The third factor is that economic data has been better than expected, not just in the US, but globally. Manufacturing data from China is confirming that an economic hard landing has been avoided and there are also positive signs from the US financial services sector.

Even given that positive momentum, the question now is whether the equity rally will be sustained or fade.

“For the year as a whole, we would expect equity markets to continue to advance and to outperform bonds, with the best performance likely coming in emerging markets. However, we expect the current pace of gains to slow, if not immediately, then probably by February,” Koesterich said.

There are several reasons to be at least somewhat more cautious in the near term. He expects further headwinds from the continued “dysfunction” in Washington as lawmakers wrestle with the debt ceiling, scheduled spending cuts and the need for continuing budget resolutions.

Not only are the odds of some sort of “grand bargain” diminishing, but the current bickering raises the possibility of another last-minute showdown and a potential debt downgrade.”

There is also political risk coming out of Europe, with Italian elections coming up in February. Should the election fail to produce a clear result, or should the voters choose a less market-friendly government than the one currently headed by prime minister Mario Monti, markets would likely react negatively, he added. “…Although these risks are clearly evident, investors seem to be overly complacent.”
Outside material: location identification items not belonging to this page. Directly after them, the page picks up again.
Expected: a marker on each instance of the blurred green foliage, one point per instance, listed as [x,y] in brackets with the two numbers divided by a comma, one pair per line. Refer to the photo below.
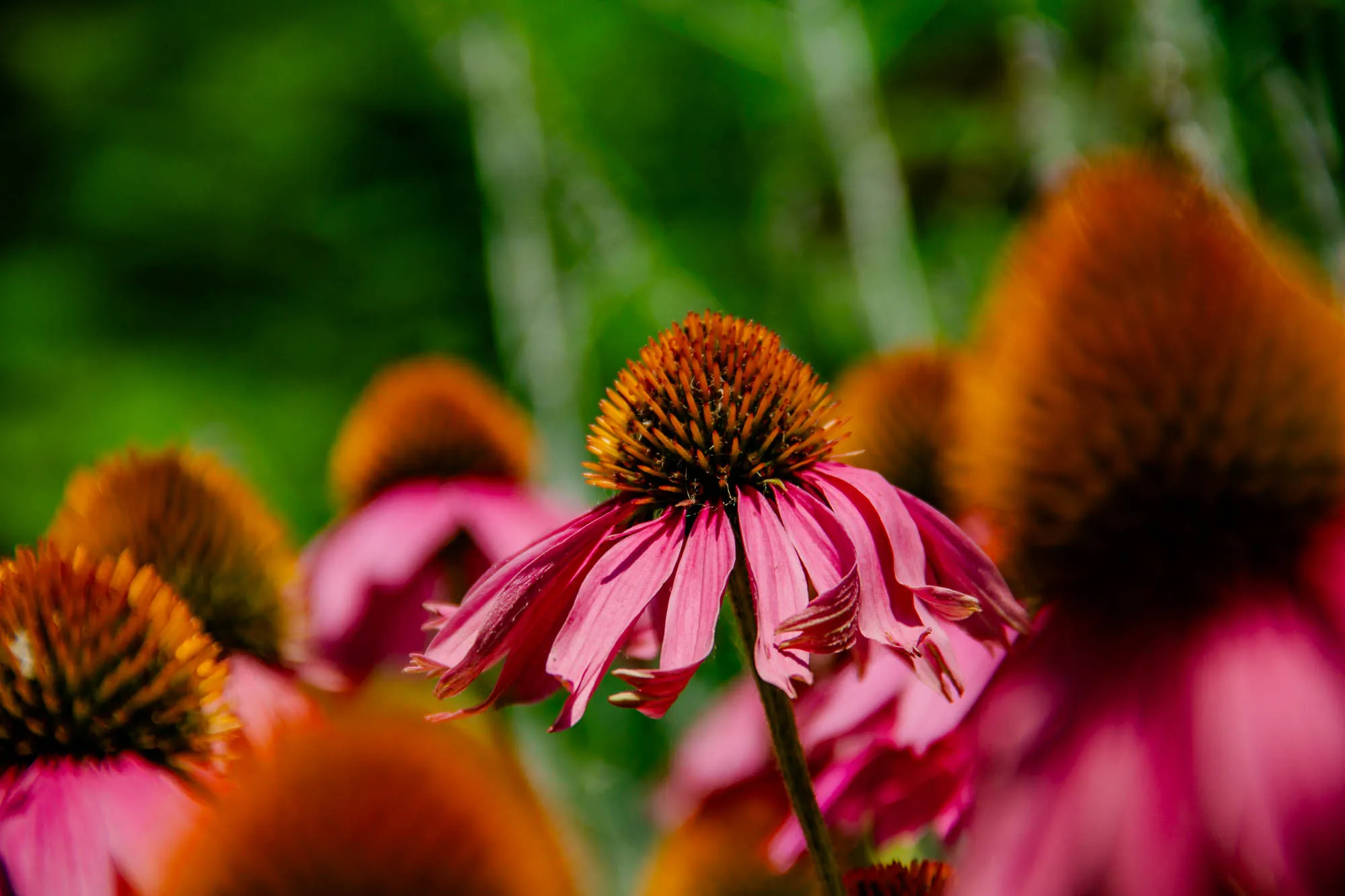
[221,218]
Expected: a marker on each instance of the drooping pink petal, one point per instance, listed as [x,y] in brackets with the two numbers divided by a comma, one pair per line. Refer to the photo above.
[778,587]
[1269,737]
[882,595]
[843,704]
[505,518]
[614,594]
[831,623]
[369,575]
[53,838]
[488,620]
[692,612]
[264,697]
[962,567]
[925,716]
[146,813]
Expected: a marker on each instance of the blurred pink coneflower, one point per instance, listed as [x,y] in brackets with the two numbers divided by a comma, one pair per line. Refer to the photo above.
[111,705]
[1156,430]
[431,469]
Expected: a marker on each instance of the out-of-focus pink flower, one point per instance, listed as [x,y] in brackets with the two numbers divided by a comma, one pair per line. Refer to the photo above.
[1156,430]
[890,756]
[432,471]
[217,542]
[718,442]
[111,704]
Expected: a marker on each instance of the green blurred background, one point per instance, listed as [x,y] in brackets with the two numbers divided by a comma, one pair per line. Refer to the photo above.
[220,218]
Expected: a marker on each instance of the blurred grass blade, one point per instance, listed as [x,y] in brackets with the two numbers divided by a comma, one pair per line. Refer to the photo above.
[841,76]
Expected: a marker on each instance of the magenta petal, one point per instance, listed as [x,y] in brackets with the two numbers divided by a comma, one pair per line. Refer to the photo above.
[486,622]
[146,813]
[948,603]
[964,567]
[831,623]
[726,745]
[779,588]
[1269,729]
[263,697]
[505,518]
[699,589]
[882,595]
[692,612]
[909,553]
[381,546]
[53,838]
[614,594]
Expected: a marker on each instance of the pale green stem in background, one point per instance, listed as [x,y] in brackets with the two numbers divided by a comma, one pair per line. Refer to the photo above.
[621,257]
[785,737]
[1308,146]
[844,81]
[531,321]
[1043,116]
[1180,56]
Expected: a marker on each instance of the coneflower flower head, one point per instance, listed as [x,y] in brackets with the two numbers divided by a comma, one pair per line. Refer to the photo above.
[213,538]
[1160,403]
[899,419]
[202,528]
[718,442]
[111,697]
[373,803]
[918,879]
[428,419]
[1157,427]
[431,471]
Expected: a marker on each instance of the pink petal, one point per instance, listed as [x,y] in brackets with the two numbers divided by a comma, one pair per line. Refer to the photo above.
[925,716]
[381,546]
[622,583]
[831,622]
[146,811]
[728,744]
[53,838]
[778,587]
[692,614]
[841,704]
[909,556]
[264,698]
[1269,731]
[882,595]
[964,567]
[505,518]
[488,620]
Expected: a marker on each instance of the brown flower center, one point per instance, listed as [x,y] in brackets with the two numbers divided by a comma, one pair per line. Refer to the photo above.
[428,419]
[714,404]
[202,528]
[100,658]
[1160,405]
[899,419]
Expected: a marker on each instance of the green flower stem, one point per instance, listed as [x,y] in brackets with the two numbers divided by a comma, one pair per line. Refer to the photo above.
[785,737]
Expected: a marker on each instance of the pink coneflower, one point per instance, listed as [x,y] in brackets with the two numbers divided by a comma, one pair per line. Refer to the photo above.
[111,704]
[719,442]
[431,469]
[372,802]
[1157,431]
[890,756]
[221,548]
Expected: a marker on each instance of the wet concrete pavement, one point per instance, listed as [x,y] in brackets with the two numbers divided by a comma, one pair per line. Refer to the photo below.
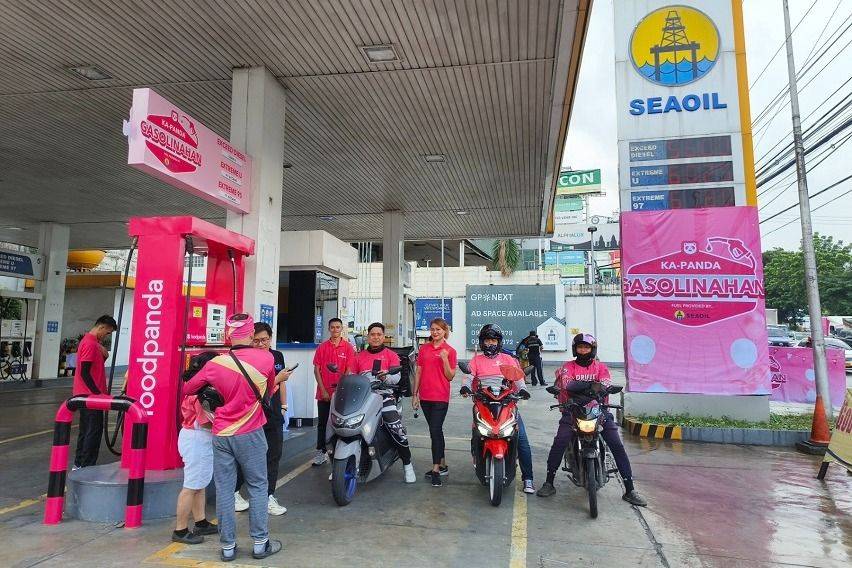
[710,505]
One way this can be measured is by looking at market volatility. The VIX Index fell last week to its lowest level since June 2007.

To us, this suggests that there is not much bad news priced into market right now, meaning that any negative shock would have the potential to drive markets lower. The bottom line is that while we think stocks are reasonably valued (particularly outside the United States), we would expect tougher going as we head into February.”